子作りする二人



キスをしながら、葵は真緒を優しくベッドに押し倒した。

「…はぁ、ん。」

キスの合間に熱い吐息が漏れ、舌を絡めるのに真緒は夢中になる。

葵の手は、真緒の着るパジャマのボタンに掛かり、慣れた手付きで外していく。

お風呂上がりなので、ブラジャーは身に着けておらず、中にはキャミソールを着ていた。

キャミソールの裾から手が入って来て、真緒は腹を撫でられ体をピクリと反応させた。


唇を離すと糸を引き切れた。

唇は艶やかに濡れていた。

葵は自分の舌を舐めた。

赤い舌が煽情的で、その仕草は壮絶な色気を孕んでいて、目に毒だと真緒は思った。


キャミソールを捲られて、胸元が露出する。

真緒は顔を赤くしながら、葵を見上げた。

葵は乳房を下から持ち上げるように、大きな手で触れて、触って欲しそうに、勃ち上がりる乳首を摘んだ。

「あっ。」

指先で擦ると色が深くなり、美味しそうで葵は口に含んだ。

舌で転がして吸って、甘く歯を立てた。

キスの雨を降らせながら、葵は真緒が着ていたものを全て脱がせた。


脚の間に顔を埋めて、溢れて止まらない愛液を舐め取る葵の髪を真緒は掴んだ。

お風呂に入ったとはいえ、夫で好きな人にそんなところを舐められるのは、激しい抵抗感があった。

「…んっ、ぅ、あァッ!」

膣内に舌を入れられて、秘豆を指先で摘まれて、真緒は甲高い声を上げて、絶頂に達した。

呼吸を整えてると、熱くて硬いものが当てられた。

「俺の子を孕むまで、毎日頑張ろうね。」

綺麗な笑顔に戦慄した。


「凄い絡み付いて、離さないね。」

「怖いっ、もう無理!やめる!」

「こらこら、逃げない。
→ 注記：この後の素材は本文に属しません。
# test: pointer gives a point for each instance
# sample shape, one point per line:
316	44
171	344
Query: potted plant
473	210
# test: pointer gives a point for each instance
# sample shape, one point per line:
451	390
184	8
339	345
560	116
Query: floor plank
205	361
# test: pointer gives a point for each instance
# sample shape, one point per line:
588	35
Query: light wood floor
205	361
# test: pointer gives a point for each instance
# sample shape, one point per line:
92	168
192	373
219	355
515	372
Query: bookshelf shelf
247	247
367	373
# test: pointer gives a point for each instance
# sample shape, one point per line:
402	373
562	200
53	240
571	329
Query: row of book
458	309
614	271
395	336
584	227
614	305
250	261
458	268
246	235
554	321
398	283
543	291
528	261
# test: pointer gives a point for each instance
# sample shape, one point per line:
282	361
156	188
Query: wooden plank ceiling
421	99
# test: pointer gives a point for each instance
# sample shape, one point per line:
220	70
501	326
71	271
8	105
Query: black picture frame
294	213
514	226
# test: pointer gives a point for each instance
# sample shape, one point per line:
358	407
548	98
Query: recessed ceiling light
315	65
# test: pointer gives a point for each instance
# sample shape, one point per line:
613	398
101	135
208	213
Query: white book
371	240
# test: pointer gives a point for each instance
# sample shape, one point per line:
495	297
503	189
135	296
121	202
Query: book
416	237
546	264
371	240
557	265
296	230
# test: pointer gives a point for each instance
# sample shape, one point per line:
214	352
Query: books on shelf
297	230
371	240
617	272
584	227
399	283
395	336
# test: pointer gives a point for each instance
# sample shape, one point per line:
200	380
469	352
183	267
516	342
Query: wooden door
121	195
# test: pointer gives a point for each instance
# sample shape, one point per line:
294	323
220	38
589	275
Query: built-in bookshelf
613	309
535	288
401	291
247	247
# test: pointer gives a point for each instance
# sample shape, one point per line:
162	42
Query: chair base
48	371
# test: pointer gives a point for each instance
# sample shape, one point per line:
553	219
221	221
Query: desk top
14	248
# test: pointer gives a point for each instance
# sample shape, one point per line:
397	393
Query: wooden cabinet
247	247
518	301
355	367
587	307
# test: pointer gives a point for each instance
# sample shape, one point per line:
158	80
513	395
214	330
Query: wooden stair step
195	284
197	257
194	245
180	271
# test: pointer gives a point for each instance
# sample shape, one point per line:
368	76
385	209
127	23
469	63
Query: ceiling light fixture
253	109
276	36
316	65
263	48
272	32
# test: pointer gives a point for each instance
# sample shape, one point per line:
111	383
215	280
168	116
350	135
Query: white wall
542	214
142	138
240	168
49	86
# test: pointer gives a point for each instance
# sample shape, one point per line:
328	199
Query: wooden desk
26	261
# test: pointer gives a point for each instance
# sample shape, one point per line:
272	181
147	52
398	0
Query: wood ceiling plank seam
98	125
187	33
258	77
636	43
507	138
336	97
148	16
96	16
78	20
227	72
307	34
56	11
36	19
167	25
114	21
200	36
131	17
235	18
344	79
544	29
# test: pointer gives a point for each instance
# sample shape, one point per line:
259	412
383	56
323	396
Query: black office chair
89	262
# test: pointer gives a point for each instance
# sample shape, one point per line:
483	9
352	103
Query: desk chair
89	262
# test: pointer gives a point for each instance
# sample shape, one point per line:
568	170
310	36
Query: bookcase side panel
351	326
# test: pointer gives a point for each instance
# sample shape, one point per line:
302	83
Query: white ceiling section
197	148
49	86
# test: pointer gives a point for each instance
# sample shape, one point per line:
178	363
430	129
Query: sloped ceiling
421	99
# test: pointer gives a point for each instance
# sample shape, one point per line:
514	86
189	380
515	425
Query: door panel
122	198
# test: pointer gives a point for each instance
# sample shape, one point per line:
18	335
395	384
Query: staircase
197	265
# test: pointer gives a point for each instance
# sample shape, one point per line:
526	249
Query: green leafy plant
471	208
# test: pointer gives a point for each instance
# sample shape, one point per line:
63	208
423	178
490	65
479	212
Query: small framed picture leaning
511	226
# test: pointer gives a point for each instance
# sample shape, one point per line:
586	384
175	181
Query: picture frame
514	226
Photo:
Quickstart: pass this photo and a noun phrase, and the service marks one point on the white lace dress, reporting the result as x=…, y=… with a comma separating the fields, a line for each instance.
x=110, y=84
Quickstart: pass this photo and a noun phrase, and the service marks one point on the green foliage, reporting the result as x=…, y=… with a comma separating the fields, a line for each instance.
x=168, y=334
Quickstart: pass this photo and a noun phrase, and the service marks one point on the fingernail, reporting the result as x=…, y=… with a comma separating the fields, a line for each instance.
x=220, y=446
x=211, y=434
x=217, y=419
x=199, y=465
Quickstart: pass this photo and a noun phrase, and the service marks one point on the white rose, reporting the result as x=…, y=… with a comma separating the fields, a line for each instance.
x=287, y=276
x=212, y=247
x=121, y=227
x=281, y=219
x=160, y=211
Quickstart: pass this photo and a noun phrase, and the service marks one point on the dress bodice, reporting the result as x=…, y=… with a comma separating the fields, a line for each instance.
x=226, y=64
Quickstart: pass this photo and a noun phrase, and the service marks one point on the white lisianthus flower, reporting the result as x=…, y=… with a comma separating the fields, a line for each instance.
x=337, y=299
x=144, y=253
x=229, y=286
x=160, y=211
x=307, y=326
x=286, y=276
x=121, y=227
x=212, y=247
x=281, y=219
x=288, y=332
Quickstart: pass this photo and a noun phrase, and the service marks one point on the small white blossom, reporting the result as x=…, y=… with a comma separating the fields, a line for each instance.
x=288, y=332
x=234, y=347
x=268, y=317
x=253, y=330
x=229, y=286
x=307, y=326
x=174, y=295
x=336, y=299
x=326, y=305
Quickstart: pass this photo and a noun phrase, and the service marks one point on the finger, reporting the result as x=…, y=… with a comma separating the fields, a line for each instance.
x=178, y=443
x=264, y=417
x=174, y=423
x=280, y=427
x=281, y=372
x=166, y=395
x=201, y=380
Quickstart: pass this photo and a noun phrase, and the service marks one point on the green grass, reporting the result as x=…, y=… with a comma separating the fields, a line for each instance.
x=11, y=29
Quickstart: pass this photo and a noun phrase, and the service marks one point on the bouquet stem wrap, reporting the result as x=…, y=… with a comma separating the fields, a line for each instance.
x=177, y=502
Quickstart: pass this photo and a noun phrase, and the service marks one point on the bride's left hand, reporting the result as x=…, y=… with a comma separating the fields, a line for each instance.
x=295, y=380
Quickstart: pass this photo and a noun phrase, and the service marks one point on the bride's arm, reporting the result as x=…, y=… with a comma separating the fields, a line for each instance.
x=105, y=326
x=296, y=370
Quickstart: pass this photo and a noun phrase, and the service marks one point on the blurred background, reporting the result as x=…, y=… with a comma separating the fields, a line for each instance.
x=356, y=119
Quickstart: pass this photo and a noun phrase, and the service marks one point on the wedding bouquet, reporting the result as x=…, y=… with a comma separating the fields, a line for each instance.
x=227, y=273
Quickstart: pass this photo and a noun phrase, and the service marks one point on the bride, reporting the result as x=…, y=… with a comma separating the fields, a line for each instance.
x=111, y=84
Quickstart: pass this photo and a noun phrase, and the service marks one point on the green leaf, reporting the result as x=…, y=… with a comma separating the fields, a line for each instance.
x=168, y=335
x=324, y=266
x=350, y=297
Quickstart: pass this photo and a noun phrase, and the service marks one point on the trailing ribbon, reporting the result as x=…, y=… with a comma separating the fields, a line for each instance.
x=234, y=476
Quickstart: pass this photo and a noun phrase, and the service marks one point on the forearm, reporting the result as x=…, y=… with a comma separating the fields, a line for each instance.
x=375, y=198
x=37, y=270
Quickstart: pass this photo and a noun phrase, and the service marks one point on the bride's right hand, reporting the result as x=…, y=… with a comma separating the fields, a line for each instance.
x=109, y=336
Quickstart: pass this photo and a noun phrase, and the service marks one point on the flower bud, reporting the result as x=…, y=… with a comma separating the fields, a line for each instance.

」

葵から逃げようとするが、真緒はシーツに縫い付けられた。

避妊具を隔てず直接感じる熱、未知なる感覚に怖いと慄いていた。


真緒は大学で、フランス文学について学んだ。

フランスで働いてみたい、通訳の仕事に興味があったが、葵の希望で家庭に入った。

専業主婦になり、葵の帰りを家で待っていた。


葵は生家である、泉宮家が経営するホテルの代表取締役社長に就任した。

大学では経営学を学んだ。

大学在学中から、ホテルで働いていた。

父親の教育方針で幼少の頃から、イギリスの全寮制寄宿学校で生活していたので、上品なクイーンズイングリッシュを話す。

葵は爵位持ちの元特権階級の出身で、時代が時代なら、殿様の身分であった。


真緒の生家、入夏家は代々土地を持つ地主。

祖父は政治家で、祖母は元教師。

母親は外資系企業で働く、キャリアウーマンだった。

箱入り娘である。


葵が初恋の相手で、初体験の相手だ。